= Keyboard warrior =

Internet term

Keyboard warrior is a term that refers to a person who makes abusive or aggressive posts on the internet, typically one who conceals their true identity.

==History==
The term was first used in the 1960s, with the earliest known evidence of it appearing in the Daily Gleaner in Fredericton, Canada in 1968.

This term used in the early to mid-2000s to refer to online gamers, often viewed through a particular stereotype: "The mythic keyboard warrior," the International Herald Tribune reported in 2006, "is usually portrayed as a gangly teenage boy hypnotized in the moonlight before a computer screen flickering with assorted night elves, dwarves and the forsaken undead." The term came to be associated with online activism, including by those using the internet as a tool of resistance in more repressive environments.

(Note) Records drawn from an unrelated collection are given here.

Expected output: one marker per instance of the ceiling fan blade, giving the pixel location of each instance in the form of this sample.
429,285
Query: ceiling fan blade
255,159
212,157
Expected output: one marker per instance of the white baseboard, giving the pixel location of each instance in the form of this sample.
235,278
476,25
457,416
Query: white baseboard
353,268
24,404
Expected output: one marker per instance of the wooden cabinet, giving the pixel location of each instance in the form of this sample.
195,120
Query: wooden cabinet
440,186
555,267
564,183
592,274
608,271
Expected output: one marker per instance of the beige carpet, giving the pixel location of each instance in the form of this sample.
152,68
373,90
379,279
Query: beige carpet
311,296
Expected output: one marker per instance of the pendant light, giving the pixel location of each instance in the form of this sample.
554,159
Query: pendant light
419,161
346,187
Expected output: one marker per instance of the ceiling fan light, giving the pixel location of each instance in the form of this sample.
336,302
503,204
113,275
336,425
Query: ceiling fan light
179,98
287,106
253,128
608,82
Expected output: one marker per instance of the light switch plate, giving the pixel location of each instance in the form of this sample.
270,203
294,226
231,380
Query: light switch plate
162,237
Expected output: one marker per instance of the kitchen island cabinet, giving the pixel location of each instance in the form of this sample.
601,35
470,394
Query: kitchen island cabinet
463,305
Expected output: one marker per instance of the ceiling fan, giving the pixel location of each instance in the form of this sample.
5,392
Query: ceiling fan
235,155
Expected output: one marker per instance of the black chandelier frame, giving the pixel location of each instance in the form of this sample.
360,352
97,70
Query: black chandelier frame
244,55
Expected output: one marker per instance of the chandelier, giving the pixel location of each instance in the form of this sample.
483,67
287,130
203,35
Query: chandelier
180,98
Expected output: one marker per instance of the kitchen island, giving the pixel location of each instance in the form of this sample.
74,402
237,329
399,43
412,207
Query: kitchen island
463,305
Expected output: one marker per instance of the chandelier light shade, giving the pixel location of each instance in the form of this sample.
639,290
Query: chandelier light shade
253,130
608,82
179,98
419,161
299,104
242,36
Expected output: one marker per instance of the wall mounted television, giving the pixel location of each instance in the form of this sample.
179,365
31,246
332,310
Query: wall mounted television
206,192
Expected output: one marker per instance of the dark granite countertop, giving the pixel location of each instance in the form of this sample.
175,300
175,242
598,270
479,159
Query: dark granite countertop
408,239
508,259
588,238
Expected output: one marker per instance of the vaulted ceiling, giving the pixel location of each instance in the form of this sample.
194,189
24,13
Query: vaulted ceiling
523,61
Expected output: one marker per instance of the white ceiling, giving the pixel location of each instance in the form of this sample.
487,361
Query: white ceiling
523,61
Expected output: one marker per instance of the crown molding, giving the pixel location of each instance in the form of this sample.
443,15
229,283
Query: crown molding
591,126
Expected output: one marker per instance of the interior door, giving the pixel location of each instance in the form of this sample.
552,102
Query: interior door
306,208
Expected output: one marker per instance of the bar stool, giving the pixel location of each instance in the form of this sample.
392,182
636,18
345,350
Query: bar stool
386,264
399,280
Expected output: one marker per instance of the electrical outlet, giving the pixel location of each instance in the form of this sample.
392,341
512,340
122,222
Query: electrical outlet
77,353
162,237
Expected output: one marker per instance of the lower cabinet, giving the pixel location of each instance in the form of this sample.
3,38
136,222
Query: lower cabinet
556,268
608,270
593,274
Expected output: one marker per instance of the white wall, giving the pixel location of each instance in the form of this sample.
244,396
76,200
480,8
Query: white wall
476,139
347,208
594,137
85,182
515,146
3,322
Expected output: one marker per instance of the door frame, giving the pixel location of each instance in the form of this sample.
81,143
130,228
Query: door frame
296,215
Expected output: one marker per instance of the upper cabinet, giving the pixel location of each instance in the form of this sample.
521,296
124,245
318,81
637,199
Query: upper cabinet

In 2025, Filipino senator Francis Tolentino revealed that the Philippine-based public relations firm InfinitUs Marketing Solutions, Inc. had entered into a contract with the Chinese embassy in the Philippines in 2023 agreeing to hire "keyboard warriors" dedicated to spreading pro-China messaging on social media.

==In China==
In China, for nearly a decade, the term 键盘侠 (jiànpán-xiá, keyboard knight) refers to people who make abusive or aggressive posts without revealing their identities. The term has often been used by state media to criticize those who speak up online without acting with a sense of justice when facing real-life situations, as well as those who, even by voicing legitimate criticisms, are seen to unfairly criticize the Party-state.

==Other==
US president Donald Trump has praised his supporters as "great keyboard warriors", calling them, "far more brilliant" than anyone working in the advertising industry.